La Polizia di Stato ha arrestato un giovane di 28 anni, ritenuto presunto responsabile del reato di maltrattamenti in famiglia.
Il personale del Commissariato di Manduria è intervenuto in un appartamento del centro storico del comune per una lite domestica.
Sul posto, i poliziotti, notando le numerose suppellettili in frantumi presenti in casa, hanno avuto sin da subito la percezione di un recente e violento litigio.
Nell’appartamento, dove erano presenti i coniugi e i loro figli, tutti in tenera età, gli agenti hanno iniziato ad ascoltare le parti, in particolare la donna che, nonostante gli evidenti graffi al volto, ha inizialmente negato l’aggressione da parte del marito, attribuendo le ecchimosi a una caduta accidentale.

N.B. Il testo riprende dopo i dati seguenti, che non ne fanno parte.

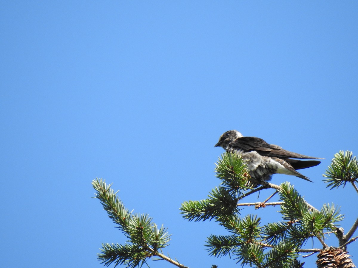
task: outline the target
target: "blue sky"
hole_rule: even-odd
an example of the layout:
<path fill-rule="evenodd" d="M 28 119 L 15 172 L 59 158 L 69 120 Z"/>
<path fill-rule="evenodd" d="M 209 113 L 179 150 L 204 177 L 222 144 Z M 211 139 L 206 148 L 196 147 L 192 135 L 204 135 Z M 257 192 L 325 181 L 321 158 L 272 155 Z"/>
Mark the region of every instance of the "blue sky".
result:
<path fill-rule="evenodd" d="M 284 175 L 272 182 L 289 180 L 319 209 L 341 206 L 348 232 L 357 194 L 330 190 L 321 175 L 339 150 L 358 154 L 357 9 L 353 1 L 2 1 L 1 266 L 102 267 L 101 243 L 125 238 L 91 198 L 98 177 L 130 210 L 168 228 L 165 253 L 191 268 L 238 267 L 204 250 L 206 238 L 224 230 L 189 222 L 179 209 L 218 184 L 214 163 L 223 150 L 214 145 L 232 129 L 325 158 L 302 172 L 313 183 Z M 279 210 L 243 213 L 265 223 L 279 220 Z M 337 245 L 334 236 L 327 242 Z M 357 243 L 348 250 L 357 264 Z"/>

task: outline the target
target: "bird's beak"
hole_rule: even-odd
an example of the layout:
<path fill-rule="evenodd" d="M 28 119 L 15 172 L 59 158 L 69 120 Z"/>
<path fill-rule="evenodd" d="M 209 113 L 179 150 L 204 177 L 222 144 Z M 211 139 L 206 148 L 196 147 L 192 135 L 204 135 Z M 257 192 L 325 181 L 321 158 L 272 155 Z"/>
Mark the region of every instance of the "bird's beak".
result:
<path fill-rule="evenodd" d="M 222 143 L 222 142 L 219 142 L 216 144 L 215 144 L 215 146 L 214 146 L 214 147 L 217 147 L 218 146 L 220 146 L 220 145 L 221 145 Z"/>

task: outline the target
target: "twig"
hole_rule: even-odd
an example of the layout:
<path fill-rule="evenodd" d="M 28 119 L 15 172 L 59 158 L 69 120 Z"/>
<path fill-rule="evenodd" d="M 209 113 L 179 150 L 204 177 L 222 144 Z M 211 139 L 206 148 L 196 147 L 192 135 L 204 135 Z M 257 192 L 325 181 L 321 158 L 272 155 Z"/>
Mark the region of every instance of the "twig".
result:
<path fill-rule="evenodd" d="M 317 238 L 319 240 L 319 242 L 320 242 L 323 245 L 323 248 L 326 248 L 328 247 L 328 246 L 327 245 L 327 244 L 326 244 L 325 243 L 324 243 L 324 241 L 322 240 L 322 238 L 321 238 L 321 237 L 319 235 L 316 235 L 316 237 L 317 237 Z"/>
<path fill-rule="evenodd" d="M 281 191 L 282 190 L 282 188 L 279 185 L 276 185 L 276 184 L 274 184 L 272 183 L 270 183 L 268 182 L 266 182 L 266 183 L 267 184 L 267 187 L 270 188 L 273 188 L 274 189 L 276 189 L 276 190 L 278 190 L 279 191 Z M 310 205 L 305 200 L 305 202 L 309 207 L 311 209 L 316 210 L 316 211 L 319 211 L 319 210 L 313 206 L 311 205 Z"/>
<path fill-rule="evenodd" d="M 165 260 L 167 262 L 169 262 L 172 264 L 174 264 L 174 265 L 178 266 L 178 267 L 180 267 L 180 268 L 189 268 L 189 267 L 185 266 L 185 265 L 183 264 L 181 264 L 179 263 L 178 262 L 176 262 L 174 260 L 171 259 L 169 257 L 167 257 L 165 255 L 162 254 L 161 253 L 159 253 L 158 252 L 156 252 L 155 253 L 155 256 L 158 256 L 158 257 L 160 257 L 163 259 L 163 260 Z"/>
<path fill-rule="evenodd" d="M 276 190 L 276 192 L 275 192 L 275 193 L 274 193 L 273 194 L 271 194 L 271 195 L 270 195 L 270 196 L 269 196 L 269 197 L 268 197 L 268 198 L 267 198 L 267 199 L 266 199 L 266 200 L 265 200 L 264 201 L 263 201 L 263 203 L 264 203 L 264 204 L 265 204 L 265 203 L 266 203 L 266 202 L 267 202 L 269 200 L 270 200 L 270 199 L 271 199 L 271 198 L 272 198 L 272 197 L 273 197 L 273 196 L 274 196 L 274 195 L 275 195 L 275 194 L 277 194 L 277 193 L 278 193 L 278 192 L 279 192 L 279 191 L 277 191 L 277 190 Z"/>
<path fill-rule="evenodd" d="M 358 188 L 357 187 L 355 184 L 354 183 L 354 181 L 352 180 L 351 182 L 352 183 L 352 185 L 353 185 L 353 187 L 355 189 L 355 191 L 357 193 L 358 193 Z"/>
<path fill-rule="evenodd" d="M 242 207 L 243 206 L 255 206 L 257 208 L 260 207 L 264 208 L 266 206 L 276 206 L 282 205 L 284 202 L 270 202 L 268 203 L 265 203 L 261 202 L 256 202 L 255 203 L 240 203 L 237 204 L 238 207 Z"/>
<path fill-rule="evenodd" d="M 343 239 L 345 239 L 345 241 L 348 241 L 353 235 L 353 234 L 355 232 L 357 228 L 358 228 L 358 218 L 355 220 L 355 222 L 353 224 L 353 226 L 352 226 L 350 229 L 348 231 L 348 232 L 343 237 Z"/>
<path fill-rule="evenodd" d="M 342 245 L 340 246 L 338 248 L 343 248 L 343 249 L 345 248 L 347 246 L 347 245 L 348 245 L 349 244 L 350 244 L 352 242 L 354 242 L 355 241 L 355 240 L 357 239 L 357 238 L 358 238 L 358 236 L 356 236 L 354 238 L 352 238 L 347 243 L 344 243 L 344 244 L 343 244 Z"/>
<path fill-rule="evenodd" d="M 258 192 L 259 191 L 261 191 L 261 190 L 263 190 L 263 189 L 267 189 L 267 186 L 263 185 L 262 186 L 259 187 L 258 188 L 257 188 L 257 189 L 255 189 L 255 190 L 253 190 L 252 191 L 249 192 L 245 194 L 244 194 L 242 196 L 238 198 L 237 201 L 239 201 L 239 200 L 241 200 L 244 198 L 246 197 L 247 196 L 250 195 L 250 194 L 255 193 L 256 193 L 257 192 Z"/>

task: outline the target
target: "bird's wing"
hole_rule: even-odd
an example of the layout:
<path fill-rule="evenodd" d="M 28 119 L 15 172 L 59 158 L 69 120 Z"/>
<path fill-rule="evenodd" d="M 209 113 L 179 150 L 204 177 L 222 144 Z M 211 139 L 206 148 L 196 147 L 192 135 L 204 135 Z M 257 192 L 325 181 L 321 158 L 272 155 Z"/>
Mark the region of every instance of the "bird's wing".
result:
<path fill-rule="evenodd" d="M 230 146 L 235 150 L 242 150 L 245 152 L 255 150 L 261 155 L 279 158 L 299 158 L 303 159 L 322 159 L 297 154 L 282 149 L 274 144 L 270 144 L 262 139 L 256 137 L 243 137 L 232 142 Z"/>

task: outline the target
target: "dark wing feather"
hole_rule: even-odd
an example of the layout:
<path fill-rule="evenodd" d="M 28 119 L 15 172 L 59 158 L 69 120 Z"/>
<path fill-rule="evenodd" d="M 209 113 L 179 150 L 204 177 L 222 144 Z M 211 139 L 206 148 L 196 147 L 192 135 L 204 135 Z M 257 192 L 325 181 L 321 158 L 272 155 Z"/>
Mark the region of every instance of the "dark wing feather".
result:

Solo un lungo e paziente colloquio ha permesso ai poliziotti di instaurare un rapporto confidenziale con la donna che, dopo alcune ore, si è decisa a raccontare l’ossessionante gelosia del marito, spesso sfociata in violente aggressioni avvenute anche in presenza dei figli minori, e recentemente aggravate dallo stato di ubriachezza dell’uomo.
Non ultima quella avvenuta poco prima, durante la quale il 28enne avrebbe anche impugnato un coltello che, nel corso della violenta lite, si sarebbe piegato, rendendolo fortunatamente innocuo.
Dopo aver trasmesso gli atti all’Autorità Giudiziaria competente, il 28enne è stato arrestato e accompagnato presso la Casa Circondariale del capoluogo.
Per l’indagato vige il principio di innocenza sino alla sentenza definitiva.